Ci vorrebbe qualcuno che anche nello spogliatoio, in certi momenti, anche se non cresciuto nella culla del settore giovanile azzurro, incarnasse lo spirito del club. Ecco, l’impressione dietro alla scelta autolesionistica del gruppo degli azzurri ci sono delle scelte fatte da De Laurentiis nel corso degli anni di rinunciare a personalità forti all’interno del gruppo. È una delle tante anomalie di questo club esposto a tanti refoli e vittima di agguati da ogni direzione, pure dai presunti amici, intrattabile, come testimonia la squadra, consueto diagramma impazzito di ascese e cadute. Sotto questo aspetto, in dodici mesi, lo spogliatoio ha fatto a meno di 4 leader che, in un modo o nell’altro, avevano in pugno le redini del Napoli: Jorginho, Reina, Albiol e Hamsik. Senza che nessuno prendesse il loro posto. Lo avrebbero potuto fare uno tra Callejon o Mertens, ma si sono tirati fuori quando hanno capito che l’avventura a Napoli era agli sgoccioli. Terminata molto prima di mercoledì scorso.
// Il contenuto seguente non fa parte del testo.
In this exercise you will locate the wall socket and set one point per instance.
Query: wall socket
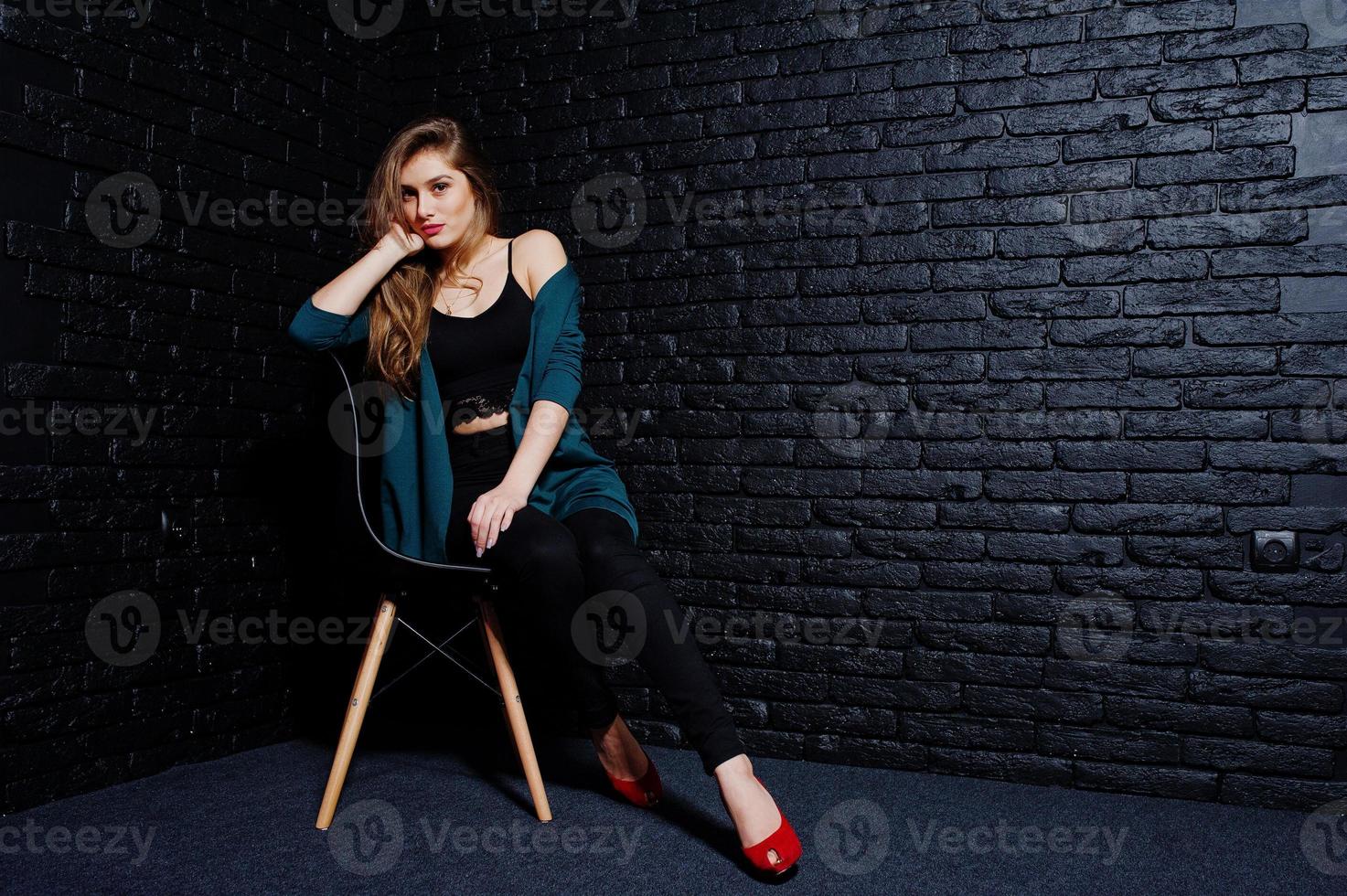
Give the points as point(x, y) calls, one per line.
point(1275, 550)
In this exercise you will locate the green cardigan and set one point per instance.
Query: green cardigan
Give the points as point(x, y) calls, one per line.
point(416, 481)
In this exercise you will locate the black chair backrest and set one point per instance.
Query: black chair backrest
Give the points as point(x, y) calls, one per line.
point(365, 401)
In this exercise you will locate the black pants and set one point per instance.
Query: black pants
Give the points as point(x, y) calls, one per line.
point(592, 582)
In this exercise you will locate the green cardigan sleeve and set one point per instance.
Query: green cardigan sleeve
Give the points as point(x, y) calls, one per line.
point(561, 380)
point(315, 329)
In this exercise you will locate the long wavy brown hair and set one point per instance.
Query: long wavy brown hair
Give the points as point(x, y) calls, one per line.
point(399, 315)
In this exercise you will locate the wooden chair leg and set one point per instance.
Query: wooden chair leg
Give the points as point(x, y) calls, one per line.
point(379, 635)
point(486, 653)
point(513, 709)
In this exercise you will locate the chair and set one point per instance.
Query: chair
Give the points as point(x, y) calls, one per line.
point(401, 571)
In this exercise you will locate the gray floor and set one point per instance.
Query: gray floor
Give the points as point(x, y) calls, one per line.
point(424, 821)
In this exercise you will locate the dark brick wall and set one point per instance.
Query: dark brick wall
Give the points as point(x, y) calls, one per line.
point(1064, 326)
point(235, 100)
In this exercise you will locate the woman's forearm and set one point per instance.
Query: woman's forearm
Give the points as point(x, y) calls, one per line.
point(349, 289)
point(546, 423)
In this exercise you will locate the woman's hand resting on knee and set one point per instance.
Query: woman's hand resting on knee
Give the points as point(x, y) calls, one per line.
point(492, 514)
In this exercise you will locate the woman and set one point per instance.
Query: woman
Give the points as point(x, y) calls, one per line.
point(480, 338)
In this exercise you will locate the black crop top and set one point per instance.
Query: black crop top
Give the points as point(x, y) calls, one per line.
point(477, 360)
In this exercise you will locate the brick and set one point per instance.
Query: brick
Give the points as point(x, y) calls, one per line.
point(1219, 102)
point(1160, 17)
point(1227, 229)
point(1207, 296)
point(1224, 165)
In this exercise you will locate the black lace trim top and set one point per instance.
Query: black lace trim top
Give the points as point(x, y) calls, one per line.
point(477, 360)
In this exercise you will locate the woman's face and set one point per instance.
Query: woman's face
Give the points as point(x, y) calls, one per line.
point(436, 199)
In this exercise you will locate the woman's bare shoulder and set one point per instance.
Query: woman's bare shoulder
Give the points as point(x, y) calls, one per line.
point(543, 256)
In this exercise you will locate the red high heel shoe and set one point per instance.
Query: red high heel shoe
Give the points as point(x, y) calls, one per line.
point(783, 839)
point(644, 791)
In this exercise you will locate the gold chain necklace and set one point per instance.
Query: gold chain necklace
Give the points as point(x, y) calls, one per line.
point(478, 292)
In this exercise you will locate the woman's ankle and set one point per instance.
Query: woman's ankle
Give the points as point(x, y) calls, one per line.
point(734, 768)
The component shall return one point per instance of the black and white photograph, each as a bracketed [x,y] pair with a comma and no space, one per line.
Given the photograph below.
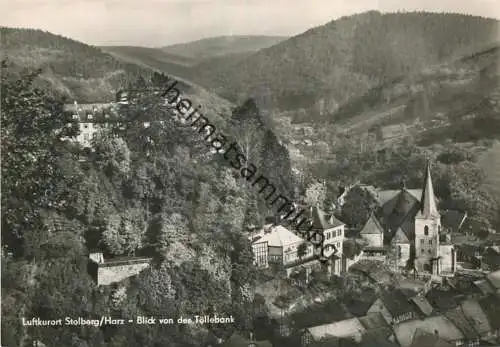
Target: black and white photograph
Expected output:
[250,173]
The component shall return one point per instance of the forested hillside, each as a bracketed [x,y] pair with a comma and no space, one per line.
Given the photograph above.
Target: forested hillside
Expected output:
[157,192]
[222,45]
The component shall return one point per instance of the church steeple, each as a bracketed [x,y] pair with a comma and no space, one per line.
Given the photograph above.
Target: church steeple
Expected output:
[428,205]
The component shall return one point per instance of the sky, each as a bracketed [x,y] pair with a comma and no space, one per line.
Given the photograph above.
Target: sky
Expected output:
[156,23]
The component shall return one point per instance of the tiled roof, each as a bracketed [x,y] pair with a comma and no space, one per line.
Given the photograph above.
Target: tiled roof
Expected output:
[400,237]
[346,328]
[476,315]
[279,237]
[485,286]
[372,226]
[329,312]
[385,195]
[457,316]
[237,340]
[321,221]
[422,305]
[422,338]
[441,300]
[494,279]
[490,305]
[453,220]
[397,303]
[438,325]
[375,270]
[375,322]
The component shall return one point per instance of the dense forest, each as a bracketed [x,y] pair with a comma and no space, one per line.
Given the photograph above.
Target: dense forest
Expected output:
[158,192]
[348,56]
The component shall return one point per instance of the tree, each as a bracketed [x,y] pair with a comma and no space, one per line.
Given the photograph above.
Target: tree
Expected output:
[315,194]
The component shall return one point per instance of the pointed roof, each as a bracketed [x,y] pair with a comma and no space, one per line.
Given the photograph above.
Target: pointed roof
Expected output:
[400,237]
[372,226]
[428,205]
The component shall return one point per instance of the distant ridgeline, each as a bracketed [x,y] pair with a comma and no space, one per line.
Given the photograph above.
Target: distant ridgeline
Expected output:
[106,272]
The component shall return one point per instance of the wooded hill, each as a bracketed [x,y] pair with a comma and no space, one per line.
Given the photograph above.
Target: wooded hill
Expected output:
[348,57]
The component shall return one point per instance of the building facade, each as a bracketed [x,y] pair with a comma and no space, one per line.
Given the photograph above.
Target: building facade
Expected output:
[409,224]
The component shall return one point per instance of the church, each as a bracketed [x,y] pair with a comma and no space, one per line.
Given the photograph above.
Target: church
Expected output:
[407,230]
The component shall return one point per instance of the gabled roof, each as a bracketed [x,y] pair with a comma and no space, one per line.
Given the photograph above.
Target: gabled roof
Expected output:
[279,236]
[329,312]
[400,237]
[422,305]
[237,340]
[346,328]
[385,195]
[438,325]
[422,338]
[372,227]
[428,205]
[374,322]
[457,316]
[400,210]
[485,286]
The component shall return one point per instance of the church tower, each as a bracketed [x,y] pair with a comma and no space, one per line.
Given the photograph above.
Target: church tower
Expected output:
[427,229]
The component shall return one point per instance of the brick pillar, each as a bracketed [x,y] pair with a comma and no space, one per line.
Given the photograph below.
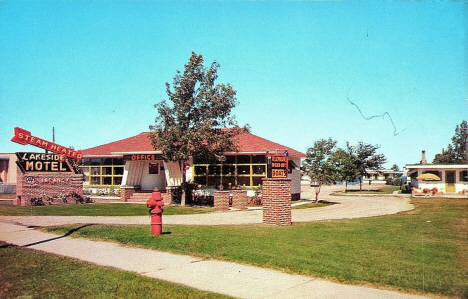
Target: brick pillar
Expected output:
[239,199]
[276,194]
[126,192]
[221,200]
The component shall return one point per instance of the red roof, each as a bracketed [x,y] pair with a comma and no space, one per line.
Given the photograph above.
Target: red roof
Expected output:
[248,143]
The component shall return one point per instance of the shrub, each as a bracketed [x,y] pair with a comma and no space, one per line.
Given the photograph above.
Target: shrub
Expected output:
[396,182]
[36,201]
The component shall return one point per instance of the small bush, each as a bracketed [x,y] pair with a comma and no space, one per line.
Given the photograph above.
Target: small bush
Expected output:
[396,182]
[36,201]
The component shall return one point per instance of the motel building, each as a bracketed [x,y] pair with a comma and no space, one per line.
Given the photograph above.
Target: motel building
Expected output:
[132,167]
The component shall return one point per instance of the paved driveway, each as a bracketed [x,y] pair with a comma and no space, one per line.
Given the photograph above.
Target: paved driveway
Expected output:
[345,207]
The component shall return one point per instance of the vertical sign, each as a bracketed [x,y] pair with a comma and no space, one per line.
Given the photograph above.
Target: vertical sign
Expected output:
[277,165]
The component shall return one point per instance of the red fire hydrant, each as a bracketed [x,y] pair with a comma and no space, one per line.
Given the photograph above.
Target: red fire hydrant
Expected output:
[155,204]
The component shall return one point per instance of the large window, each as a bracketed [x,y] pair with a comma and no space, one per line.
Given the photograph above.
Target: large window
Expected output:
[102,171]
[463,176]
[241,170]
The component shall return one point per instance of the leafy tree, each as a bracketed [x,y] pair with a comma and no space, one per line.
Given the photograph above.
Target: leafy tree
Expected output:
[395,167]
[366,158]
[345,166]
[197,121]
[319,164]
[456,152]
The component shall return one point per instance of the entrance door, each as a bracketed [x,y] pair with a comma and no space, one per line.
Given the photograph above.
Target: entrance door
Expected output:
[450,181]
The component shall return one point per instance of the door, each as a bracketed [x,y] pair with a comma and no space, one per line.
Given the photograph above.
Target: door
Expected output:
[450,181]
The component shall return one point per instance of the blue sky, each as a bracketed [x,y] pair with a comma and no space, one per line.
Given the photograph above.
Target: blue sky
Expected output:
[94,69]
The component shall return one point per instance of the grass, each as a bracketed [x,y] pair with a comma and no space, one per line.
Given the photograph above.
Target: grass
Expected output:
[384,189]
[311,205]
[93,209]
[28,273]
[425,250]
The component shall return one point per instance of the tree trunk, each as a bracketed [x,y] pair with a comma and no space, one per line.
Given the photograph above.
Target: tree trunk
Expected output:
[182,185]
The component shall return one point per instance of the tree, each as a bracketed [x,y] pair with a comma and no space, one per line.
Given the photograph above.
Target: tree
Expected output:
[319,164]
[197,122]
[366,158]
[345,166]
[456,152]
[395,167]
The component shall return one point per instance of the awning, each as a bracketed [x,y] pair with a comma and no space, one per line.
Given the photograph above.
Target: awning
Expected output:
[428,177]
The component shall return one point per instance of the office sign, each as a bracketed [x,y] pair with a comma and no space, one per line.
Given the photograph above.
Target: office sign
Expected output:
[277,165]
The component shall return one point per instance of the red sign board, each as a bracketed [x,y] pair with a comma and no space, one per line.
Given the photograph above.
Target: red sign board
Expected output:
[277,165]
[24,137]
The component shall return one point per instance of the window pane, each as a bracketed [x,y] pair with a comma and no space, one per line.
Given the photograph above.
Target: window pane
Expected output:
[214,169]
[107,161]
[200,180]
[229,179]
[107,170]
[200,170]
[85,170]
[229,169]
[257,181]
[258,159]
[258,169]
[95,161]
[243,169]
[243,159]
[117,180]
[95,180]
[86,162]
[464,176]
[118,170]
[118,161]
[243,180]
[214,181]
[230,159]
[154,168]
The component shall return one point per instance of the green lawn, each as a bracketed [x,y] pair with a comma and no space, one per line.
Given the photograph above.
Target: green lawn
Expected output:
[383,189]
[27,273]
[424,250]
[94,209]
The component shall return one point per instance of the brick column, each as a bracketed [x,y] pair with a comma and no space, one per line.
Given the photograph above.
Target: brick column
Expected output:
[221,200]
[239,199]
[276,194]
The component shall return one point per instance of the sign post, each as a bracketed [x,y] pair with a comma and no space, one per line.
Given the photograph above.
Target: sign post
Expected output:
[277,165]
[46,177]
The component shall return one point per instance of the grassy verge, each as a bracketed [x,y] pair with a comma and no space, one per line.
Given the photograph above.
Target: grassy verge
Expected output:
[28,273]
[424,250]
[384,189]
[93,209]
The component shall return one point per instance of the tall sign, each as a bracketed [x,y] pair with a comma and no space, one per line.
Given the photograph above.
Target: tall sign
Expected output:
[277,165]
[43,163]
[24,137]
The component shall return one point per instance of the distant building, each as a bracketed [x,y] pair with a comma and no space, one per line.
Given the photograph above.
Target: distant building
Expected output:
[453,178]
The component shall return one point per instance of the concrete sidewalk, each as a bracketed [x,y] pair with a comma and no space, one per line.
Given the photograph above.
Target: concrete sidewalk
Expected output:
[232,279]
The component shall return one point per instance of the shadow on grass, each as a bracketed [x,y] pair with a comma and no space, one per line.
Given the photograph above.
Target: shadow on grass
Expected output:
[57,238]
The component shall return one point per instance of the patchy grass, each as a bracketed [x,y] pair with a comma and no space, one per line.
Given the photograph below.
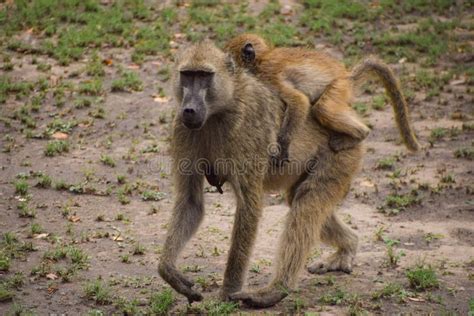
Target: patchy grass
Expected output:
[128,82]
[465,152]
[401,201]
[21,187]
[422,277]
[213,308]
[56,147]
[91,87]
[153,195]
[98,291]
[387,163]
[161,302]
[107,160]
[392,290]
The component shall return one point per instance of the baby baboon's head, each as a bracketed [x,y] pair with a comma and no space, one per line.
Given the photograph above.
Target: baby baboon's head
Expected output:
[246,49]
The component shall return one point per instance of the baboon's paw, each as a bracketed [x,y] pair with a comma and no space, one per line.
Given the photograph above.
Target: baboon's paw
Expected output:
[338,262]
[179,282]
[263,298]
[342,142]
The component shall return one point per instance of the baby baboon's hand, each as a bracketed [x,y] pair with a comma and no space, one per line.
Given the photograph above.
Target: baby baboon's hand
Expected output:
[282,156]
[339,142]
[179,282]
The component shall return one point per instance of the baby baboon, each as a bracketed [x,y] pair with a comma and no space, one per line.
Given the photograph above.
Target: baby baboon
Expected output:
[304,77]
[225,114]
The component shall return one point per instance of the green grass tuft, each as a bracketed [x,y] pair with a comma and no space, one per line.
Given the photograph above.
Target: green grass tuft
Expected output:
[422,277]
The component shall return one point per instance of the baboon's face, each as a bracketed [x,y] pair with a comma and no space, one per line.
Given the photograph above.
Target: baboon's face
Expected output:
[203,84]
[196,88]
[248,54]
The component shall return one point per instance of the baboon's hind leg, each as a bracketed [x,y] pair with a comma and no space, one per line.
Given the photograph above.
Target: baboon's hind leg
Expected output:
[339,235]
[312,203]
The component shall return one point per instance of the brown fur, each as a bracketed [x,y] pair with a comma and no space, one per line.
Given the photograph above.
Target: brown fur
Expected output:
[243,123]
[303,76]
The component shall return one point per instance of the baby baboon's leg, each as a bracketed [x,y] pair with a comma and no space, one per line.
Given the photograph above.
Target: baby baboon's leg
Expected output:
[339,235]
[334,112]
[313,202]
[244,232]
[297,109]
[187,215]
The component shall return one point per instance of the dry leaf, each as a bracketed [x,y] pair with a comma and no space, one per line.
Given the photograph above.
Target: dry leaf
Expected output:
[41,236]
[286,10]
[60,135]
[366,183]
[402,60]
[117,238]
[74,218]
[53,288]
[458,82]
[51,276]
[161,99]
[108,62]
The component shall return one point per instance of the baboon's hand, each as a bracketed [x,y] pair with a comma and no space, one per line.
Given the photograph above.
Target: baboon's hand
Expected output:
[179,282]
[282,157]
[338,142]
[263,298]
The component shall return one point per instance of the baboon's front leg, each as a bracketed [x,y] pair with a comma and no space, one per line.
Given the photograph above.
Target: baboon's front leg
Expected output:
[244,232]
[187,215]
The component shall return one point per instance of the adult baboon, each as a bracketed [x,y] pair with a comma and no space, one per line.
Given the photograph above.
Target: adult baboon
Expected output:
[226,114]
[303,77]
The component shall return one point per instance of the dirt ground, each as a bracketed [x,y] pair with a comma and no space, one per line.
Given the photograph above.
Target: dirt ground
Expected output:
[110,196]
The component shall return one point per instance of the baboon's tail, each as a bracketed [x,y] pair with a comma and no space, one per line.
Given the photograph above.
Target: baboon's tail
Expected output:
[373,66]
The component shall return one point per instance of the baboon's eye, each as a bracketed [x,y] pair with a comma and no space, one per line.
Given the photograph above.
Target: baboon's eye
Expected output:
[196,73]
[248,53]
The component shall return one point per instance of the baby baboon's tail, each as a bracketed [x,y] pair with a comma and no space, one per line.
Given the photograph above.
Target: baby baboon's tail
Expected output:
[373,66]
«Leader non si diventa: si nasce». Nessuno tra gli azzurri è nato leader. Forse per questo c’è chi spinge per l’ingaggio di uno come Ibrahimovic, capace in poche ore per carattere e tutto il resto di prendere in pugno tutti. La prima grave perdita è stata quella di Pepe Reina, ovvio molto condizionata anche dalle relazioni pericolose fuori dal campo accertate dell’inchiesta della Dia. Ma lì, nello spogliatoio, finché c’era lui era il capo incontrastato. E non solo del gruppo degli spagnoli. In campo e fuori è stato a lungo il punto di riferimento per tutto e tutti: pronto a mostrare il petto sia nelle questioni societarie sia quando c’era da fare discussioni in campo. Non a caso aveva un nomignolo che era la sintesi perfetta: «il sindacalista». Si diceva che Pepe fosse un portiere che parava col carisma più che con le mani. Quando il carisma si offuscava e qualche avversario lo insultava facendogli gol, Pepe si arrabbiava come un ragazzino nelle partitelle per strada. Quando il Napoli vinceva, saltava e ballava come il più impazzito dei tifosi. «Era già pronto a fare l’allenatore quando era al Bayern», confessò Pep Guardiola. «Un uomo vero ed un leader vero, ci mancherai», lo salutò Marek Hamsik l’estate scorsa. Lui, Marekiaro sarebbe andato via pochi mesi dopo. Altro pezzo del muro umano. Lui capitano vero, magari non capopopolo come Reina. Il suo attaccamento al Napoli si è sempre espresso attraverso il calcio, la sua leadership si è manifestata nei no alle offerte recapitate dal Milan e dalla Juventus. Lo slovacco sapeva come e quando parlare, aveva un’intelligenza vivace, era il punto di contatto e il tramite tra il gruppo storico e i nuovi. Anche quando Sarri gli disse che avrebbe giocato spesso non più di un’ora, lui non si è mai lagnato delle sostituzioni. Anche per rispetto al calciatore che entrava, di volta in volta, al suo posto.
A modo loro, ce ne erano due di figure assai significative: Jorginho e Albiol. Il difensore spagnolo è arrivato a 27 anni a Napoli: Lorenzo Insigne gli cambiò il nomignolo da El Chori a El Patron. Perché ha sempre mostrato grande carisma nella gestione dei momenti complicati. E attenzione anche a Jorginho, sempre tra i primi a organizzare riunioni in vari ristoranti, in modo da fare gruppo anche fuori dal campo. Ecco, sono andati via in pochi mesi tutti. E questo vuoto si fa sentire. In estate, serviva un mercato con l’ingresso anche di uomini-spogliatoio, gente capace di prendersi addosso il peso di tutto. Un Montervino o un Paolo Cannavaro per intenderci. Ma non c’è nessuno.